Whatever you choose, try to savor the sweet taste, as if sucking sweets in your mouth: so the brain has time to reach the signals of satiety and you do not eat too much. Add unrefined cane or coconut sugar to your tea and coffee, as they don’t cause the same insulin spike as refined beet sugar. In addition the price tag of such sugar is an excellent incentive for not getting carried away with tea drinking (don’t forget that 30 grams is only 6 spoonfuls of sugar, which means that you can have no more than 3 cups a day, provided that all other products do not contain a single gram of sugar). 

3. Your goal for the duration of the marathon is to try to suppress sugar hunger. Fast carbohydrates – white bread, white flour pasta, French fries – inevitably cause it, so give preference to slow ones and combine them with proteins: together they are more resistant to glycemic “blow. Whole-grain bread sandwiches with tuna, chicken or eggs, whole-grain pasta or a portion of yams (sweet potatoes with a lower glycemic index than regular potatoes) will do. Sugar-containing sauces can be successfully replaced with mustard. Just again, read the package carefully. 

4. Do not leave yourself even a chance to snap. For the time of the anti-sugar marathon, nutritionists advise to eat crunchy vegetables for the craving for sweets. These can be cucumbers, bell peppers, carrots and celery.

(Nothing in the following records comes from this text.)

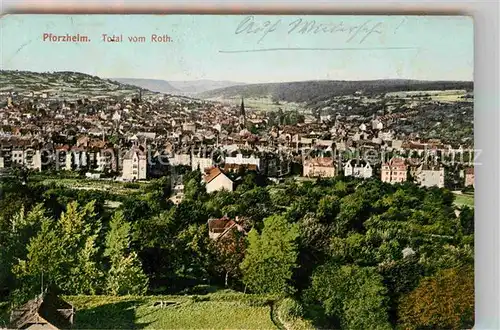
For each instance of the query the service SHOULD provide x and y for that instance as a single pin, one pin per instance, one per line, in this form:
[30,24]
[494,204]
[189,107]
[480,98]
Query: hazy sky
[350,47]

5. Outsmart your brain with spices and spices! Nutmeg, ginger and cinnamon added to porridge or sugar-free yogurt will not only make them more flavorful and delicious. The spices speed up your metabolism.  

A Different Life

Of course, after just three weeks, you won’t yet feel a major change. But it will make a difference. Your skin will get better, and the numbers on the scales will probably go down at least a little bit. But most importantly, you’ll feel a rush of energy, and you’ll get better sleep and memory. Keep it up if you don’t want to be overweight all the time, age prematurely, experience heart failure, and be treated for a host of other ailments.